How to Find the sys.path

Sure, there is a PYTHONPATH, but how exactly does Python use it to construct the final sys.path?

Prefix Discovery

First, Python discovers its sys.prefix and sys.exec_prefix. This is done by Modules/getpath.c, but generally it uses $PYTHONHOME if it is set, otherwise it will:

  1. start at the python executable;
  2. walk up the parent directories looking for lib/pythonX.Y/os.py, and save this directory to sys.prefix;
  3. walk up the parent directories looking for lib/pythonX.Y/lib-dynload, and save this directory to sys.exec_prefix.

Base interpreter

Before running anything, or even importing site.py, the interpreter sets sys.path to the following (on my Mac):

[$PYTHONPATH[0]]
[...]
{sys.prefix}/lib/python27.zip
{sys.prefix}/lib/python2.7/
{sys.prefix}/lib/python2.7/plat-darwin
{sys.prefix}/lib/python2.7/plat-mac
{sys.prefix}/lib/python2.7/plat-mac/lib-scriptpackages
{sys.prefix}/lib/python2.7/lib-tk
{sys.prefix}/lib/python2.7/lib-old
{sys.exec_prefix}/lib/python2.7/lib-dynload

site.py

Then it imports site, Which calls site.addsitedir on the site-packages directory above.

Any lines which are found in a *.pth file are appended to sys.path, while those that start with import are exec-ed.

Our sys.path now looks like:

$PYTHONPATH
sys.prefix-ed stdlib
sys.exec_prefix-ed stdlib
site-packages
*.pth in site-packages

Finally, it imports sitecustomize, which you can hook to do whatever you want.

homebrew

Homebrew provides its own sitecustomize.py, which it uses to clean the site-packages within the python tree out of the sys.path, and add one within the homebrew prefix.
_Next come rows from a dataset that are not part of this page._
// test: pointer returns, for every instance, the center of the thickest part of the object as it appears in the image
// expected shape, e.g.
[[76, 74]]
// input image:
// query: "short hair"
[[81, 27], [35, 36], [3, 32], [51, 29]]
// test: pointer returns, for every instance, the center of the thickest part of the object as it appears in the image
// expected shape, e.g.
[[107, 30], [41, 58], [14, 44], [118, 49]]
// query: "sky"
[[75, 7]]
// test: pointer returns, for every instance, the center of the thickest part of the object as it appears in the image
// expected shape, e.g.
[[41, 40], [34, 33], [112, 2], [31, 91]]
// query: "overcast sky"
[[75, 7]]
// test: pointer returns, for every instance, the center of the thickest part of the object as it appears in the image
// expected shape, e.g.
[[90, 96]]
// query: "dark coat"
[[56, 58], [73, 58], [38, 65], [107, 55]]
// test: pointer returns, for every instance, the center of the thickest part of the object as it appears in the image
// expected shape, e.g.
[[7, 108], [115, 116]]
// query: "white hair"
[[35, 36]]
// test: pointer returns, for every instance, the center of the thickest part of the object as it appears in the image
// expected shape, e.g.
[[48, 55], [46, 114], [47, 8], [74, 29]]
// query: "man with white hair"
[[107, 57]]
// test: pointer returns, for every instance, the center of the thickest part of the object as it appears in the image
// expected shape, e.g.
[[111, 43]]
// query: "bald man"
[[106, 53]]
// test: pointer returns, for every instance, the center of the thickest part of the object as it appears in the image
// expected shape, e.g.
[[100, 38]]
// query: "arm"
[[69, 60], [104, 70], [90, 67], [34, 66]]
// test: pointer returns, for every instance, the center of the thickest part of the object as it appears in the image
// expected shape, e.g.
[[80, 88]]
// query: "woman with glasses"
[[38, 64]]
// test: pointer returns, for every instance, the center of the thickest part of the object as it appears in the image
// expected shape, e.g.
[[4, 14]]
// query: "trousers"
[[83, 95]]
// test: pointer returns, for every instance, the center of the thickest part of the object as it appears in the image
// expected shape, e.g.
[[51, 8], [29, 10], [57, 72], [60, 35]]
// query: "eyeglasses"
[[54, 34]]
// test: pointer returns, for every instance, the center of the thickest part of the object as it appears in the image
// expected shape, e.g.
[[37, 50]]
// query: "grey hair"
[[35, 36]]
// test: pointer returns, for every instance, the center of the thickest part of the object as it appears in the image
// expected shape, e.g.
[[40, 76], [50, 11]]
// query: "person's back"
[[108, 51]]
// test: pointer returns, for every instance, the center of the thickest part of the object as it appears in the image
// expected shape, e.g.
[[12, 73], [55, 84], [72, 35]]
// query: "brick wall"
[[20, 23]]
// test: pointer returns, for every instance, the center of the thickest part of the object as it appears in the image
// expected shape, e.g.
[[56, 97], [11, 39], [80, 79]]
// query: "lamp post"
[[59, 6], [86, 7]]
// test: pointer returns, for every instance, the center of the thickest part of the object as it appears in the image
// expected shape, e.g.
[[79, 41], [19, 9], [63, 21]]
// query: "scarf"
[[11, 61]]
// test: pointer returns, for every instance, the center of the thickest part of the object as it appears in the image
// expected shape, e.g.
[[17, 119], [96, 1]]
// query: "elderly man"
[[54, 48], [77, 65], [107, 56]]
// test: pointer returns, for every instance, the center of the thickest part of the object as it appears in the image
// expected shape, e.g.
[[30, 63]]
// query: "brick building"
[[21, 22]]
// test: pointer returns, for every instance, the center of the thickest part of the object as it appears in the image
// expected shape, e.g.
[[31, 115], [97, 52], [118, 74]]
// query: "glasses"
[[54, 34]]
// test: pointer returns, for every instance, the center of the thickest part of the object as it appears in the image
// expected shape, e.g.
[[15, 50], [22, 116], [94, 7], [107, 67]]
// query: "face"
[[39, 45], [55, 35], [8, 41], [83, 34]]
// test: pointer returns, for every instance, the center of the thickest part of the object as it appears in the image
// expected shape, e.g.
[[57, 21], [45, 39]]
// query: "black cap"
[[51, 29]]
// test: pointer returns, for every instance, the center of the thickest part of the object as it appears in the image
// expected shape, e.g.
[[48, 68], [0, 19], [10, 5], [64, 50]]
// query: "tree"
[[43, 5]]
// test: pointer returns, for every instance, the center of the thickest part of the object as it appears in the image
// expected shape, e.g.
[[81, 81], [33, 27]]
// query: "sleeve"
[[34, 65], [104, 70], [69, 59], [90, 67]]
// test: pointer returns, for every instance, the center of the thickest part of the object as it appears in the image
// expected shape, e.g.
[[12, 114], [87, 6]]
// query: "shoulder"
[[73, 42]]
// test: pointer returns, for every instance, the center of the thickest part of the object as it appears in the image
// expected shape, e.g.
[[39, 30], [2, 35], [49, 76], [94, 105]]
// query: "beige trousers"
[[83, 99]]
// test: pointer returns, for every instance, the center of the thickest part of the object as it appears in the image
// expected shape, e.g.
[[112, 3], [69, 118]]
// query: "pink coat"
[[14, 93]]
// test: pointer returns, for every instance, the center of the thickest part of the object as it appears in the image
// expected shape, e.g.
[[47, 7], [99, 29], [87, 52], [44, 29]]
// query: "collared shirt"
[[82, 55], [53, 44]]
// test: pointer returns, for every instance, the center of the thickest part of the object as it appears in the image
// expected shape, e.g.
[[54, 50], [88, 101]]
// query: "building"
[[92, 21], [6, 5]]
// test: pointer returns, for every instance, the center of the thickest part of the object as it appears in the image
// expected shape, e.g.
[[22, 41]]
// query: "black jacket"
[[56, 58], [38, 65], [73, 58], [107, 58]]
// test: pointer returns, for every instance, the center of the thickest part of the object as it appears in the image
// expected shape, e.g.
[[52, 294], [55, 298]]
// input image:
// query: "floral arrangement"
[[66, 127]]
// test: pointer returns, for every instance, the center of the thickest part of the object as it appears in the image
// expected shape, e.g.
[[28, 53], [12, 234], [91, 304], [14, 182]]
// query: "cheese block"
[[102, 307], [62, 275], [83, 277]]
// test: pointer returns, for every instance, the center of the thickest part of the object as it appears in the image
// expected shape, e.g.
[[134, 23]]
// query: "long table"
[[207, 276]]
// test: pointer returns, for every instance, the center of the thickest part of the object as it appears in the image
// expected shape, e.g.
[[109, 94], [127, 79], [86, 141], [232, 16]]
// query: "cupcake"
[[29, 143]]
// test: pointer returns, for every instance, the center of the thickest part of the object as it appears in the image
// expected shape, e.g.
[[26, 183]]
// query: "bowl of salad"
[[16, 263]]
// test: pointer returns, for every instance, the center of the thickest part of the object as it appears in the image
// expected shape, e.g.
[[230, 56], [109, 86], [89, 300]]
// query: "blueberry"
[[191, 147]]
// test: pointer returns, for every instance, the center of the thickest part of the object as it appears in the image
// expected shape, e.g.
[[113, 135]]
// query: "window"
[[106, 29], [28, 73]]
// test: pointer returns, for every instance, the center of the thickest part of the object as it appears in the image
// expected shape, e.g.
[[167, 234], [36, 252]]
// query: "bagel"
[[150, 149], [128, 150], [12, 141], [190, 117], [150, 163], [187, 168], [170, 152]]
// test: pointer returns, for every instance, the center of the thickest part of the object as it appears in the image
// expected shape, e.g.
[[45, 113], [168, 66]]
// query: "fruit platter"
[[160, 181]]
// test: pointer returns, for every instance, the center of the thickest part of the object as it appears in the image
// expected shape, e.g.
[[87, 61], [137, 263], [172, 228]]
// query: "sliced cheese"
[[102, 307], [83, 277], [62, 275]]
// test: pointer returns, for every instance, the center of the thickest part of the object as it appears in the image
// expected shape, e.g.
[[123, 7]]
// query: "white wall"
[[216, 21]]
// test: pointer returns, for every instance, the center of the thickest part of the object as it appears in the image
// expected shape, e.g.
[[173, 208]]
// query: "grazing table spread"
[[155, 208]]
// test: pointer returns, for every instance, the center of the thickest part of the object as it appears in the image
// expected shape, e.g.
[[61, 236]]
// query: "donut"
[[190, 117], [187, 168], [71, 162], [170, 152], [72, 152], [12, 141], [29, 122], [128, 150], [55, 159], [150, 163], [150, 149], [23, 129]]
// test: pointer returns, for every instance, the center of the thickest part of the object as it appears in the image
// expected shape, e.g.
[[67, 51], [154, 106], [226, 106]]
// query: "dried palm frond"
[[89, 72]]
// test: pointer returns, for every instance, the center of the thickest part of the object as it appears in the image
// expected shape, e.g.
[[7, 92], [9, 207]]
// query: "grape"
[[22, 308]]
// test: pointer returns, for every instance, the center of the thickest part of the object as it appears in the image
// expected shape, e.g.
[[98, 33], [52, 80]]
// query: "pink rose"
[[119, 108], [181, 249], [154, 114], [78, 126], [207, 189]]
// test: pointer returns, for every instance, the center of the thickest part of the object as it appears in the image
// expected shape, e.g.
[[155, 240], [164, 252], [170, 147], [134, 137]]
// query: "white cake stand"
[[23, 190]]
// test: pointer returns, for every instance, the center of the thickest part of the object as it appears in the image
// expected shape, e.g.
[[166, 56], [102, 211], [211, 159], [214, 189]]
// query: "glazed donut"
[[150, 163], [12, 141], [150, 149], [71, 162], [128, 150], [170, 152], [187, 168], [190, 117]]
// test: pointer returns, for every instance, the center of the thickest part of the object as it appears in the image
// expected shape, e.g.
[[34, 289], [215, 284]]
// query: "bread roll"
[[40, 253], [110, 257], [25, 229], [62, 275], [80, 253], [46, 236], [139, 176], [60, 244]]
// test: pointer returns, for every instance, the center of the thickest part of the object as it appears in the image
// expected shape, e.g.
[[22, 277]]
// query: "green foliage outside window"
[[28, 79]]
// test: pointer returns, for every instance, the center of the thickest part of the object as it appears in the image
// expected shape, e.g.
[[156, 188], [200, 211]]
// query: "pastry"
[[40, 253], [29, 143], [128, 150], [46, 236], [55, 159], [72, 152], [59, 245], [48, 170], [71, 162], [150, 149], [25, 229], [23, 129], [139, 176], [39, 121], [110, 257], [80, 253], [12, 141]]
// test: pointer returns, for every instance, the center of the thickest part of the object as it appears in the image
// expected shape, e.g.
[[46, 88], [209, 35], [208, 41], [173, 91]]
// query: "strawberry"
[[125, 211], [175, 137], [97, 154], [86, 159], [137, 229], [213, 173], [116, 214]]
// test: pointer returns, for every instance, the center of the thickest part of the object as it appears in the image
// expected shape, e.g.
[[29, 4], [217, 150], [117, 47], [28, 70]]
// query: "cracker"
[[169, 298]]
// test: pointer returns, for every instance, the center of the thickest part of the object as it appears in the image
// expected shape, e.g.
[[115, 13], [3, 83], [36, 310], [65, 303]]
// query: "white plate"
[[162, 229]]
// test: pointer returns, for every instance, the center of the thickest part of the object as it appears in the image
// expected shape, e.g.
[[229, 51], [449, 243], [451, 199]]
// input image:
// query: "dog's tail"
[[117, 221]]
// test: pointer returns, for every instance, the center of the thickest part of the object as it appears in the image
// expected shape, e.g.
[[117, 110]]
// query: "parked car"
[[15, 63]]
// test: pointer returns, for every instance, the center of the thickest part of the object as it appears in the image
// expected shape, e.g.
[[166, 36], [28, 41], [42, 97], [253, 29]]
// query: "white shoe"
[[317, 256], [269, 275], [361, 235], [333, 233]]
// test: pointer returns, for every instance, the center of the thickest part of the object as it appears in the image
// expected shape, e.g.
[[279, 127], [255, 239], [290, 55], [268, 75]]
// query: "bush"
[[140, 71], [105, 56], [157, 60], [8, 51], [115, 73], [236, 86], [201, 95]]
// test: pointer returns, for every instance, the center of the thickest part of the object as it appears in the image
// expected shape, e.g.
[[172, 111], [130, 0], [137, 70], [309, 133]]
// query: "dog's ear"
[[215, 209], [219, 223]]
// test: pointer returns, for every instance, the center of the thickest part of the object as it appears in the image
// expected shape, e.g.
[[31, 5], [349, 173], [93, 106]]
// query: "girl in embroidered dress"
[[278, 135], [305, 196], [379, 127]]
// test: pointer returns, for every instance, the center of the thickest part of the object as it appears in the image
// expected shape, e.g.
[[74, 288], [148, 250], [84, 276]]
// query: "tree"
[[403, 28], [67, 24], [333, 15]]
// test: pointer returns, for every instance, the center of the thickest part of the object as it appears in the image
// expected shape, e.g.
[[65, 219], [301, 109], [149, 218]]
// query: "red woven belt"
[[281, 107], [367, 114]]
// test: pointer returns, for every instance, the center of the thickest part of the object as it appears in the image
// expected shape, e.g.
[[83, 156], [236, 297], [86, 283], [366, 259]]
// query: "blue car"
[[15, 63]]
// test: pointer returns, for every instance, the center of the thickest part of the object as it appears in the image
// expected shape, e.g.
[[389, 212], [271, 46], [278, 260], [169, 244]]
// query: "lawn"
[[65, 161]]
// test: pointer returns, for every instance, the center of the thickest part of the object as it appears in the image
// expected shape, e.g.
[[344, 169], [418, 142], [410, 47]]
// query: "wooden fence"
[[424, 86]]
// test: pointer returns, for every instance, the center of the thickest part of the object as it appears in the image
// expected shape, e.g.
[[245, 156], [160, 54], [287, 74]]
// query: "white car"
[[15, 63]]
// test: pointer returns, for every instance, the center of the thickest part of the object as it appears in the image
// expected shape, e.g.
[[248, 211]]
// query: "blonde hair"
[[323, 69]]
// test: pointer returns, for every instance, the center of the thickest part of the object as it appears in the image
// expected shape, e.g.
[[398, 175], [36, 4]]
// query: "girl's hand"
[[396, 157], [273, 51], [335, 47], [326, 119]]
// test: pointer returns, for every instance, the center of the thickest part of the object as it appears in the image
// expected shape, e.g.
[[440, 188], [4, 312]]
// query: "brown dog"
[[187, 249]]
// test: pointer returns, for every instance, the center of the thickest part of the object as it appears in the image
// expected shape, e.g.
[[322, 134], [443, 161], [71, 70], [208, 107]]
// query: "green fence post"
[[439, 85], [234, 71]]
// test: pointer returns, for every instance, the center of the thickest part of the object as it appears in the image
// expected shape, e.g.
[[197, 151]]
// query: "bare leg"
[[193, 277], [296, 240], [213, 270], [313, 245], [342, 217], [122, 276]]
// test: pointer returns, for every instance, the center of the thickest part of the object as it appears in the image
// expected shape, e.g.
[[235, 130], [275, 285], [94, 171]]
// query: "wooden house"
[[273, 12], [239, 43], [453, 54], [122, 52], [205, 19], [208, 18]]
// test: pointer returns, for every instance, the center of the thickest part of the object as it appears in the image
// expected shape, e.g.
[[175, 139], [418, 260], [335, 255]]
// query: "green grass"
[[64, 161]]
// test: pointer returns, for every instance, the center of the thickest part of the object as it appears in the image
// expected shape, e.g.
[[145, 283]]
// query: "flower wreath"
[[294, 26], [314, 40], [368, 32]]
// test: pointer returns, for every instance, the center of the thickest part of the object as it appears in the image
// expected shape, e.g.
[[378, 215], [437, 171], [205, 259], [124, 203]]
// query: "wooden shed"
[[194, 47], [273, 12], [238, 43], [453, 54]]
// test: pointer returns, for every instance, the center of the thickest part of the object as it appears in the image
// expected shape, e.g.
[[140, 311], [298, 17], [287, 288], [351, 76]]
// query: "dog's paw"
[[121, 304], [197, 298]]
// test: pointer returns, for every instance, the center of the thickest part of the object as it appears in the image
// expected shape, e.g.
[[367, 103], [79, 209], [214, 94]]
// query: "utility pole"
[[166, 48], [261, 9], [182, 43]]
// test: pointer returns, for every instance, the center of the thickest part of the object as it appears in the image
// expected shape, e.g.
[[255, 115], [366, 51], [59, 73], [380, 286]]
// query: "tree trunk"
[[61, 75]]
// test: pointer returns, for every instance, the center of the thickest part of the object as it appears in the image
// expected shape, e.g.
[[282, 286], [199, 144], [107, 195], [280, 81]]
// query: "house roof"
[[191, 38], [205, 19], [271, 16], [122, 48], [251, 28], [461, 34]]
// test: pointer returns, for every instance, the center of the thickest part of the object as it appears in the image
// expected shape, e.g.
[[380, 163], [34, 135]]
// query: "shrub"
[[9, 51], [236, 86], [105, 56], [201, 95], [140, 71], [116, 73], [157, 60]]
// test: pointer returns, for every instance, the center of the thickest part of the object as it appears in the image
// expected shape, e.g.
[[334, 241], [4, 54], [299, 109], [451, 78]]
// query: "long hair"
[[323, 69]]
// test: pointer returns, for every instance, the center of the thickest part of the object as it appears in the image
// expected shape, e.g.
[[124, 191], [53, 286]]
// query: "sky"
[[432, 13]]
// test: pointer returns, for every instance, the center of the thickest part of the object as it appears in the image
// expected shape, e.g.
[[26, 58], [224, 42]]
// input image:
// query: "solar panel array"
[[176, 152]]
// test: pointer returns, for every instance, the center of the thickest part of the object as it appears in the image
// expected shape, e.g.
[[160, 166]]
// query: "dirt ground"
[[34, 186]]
Lets say homebrew is installed at /brew. Python’s prefix is then /brew/opt/python. If you install packages into /brew/opt/python/lib/pythonX.Y/site-packages then will be destroyed when you perform a minor upgrade. Their sitecustomize.py strips all /brew/opt/ out of sys.path, and replaces it with /brew/lib/pythonX.Y/site-packages.

The only annoying part about this is that we lose our own sitecustomize hook.

pip

Pip installs packages into site-packages as “flat” (directly importable) packages (along with .egg-info directories) such that it does not need to use any ``.pth`` files.

So, our sys.path looks like:

$PYTHONPATH
sys.prefix-ed stdlib
sys.exec_prefix-ed stdlib
site-packages (including pip-installed packages)
*.pth in site-packages

easy_install

easy_install creates an easy_install.pth, which is required because it chooses to install things as eggs.

It also (ab)uses the *.pth import magic to capture everything which is appended to sys.path and insert it at the front:

import sys; sys.__plen = len(sys.path)
./Jinja2-2.7.2-py2.7.egg
./MarkupSafe-0.23-py2.7-macosx-10.8-x86_64.egg
./docutils-0.11-py2.7.egg
./Pygments-1.6-py2.7.egg
import sys; new=sys.path[sys.__plen:]; del sys.path[sys.__plen:]; p=getattr(sys,'__egginsert',0); sys.path[p:p]=new; sys.__egginsert = p+len(new)

This takes the new stuff, and inserts it at sys.__egginsert (or 0). If there are multiple *.pth files which use this scheme they seem like they will play nicely.

This places easy_install-ed packages before the $PYTHONPATH, so now it looks like:

easy_install-ed packages, via easy_install.pth in site-packages
$PYTHONPATH
sys.prefix-ed stdlib
sys.exec_prefix-ed stdlib
site-packages (including pip-installed packages)
*.pth in site-packages

It also creates it’s own site.py for whatever reason. It seems to do more reordering of the sys.path, but I can’t immediately divine what it is.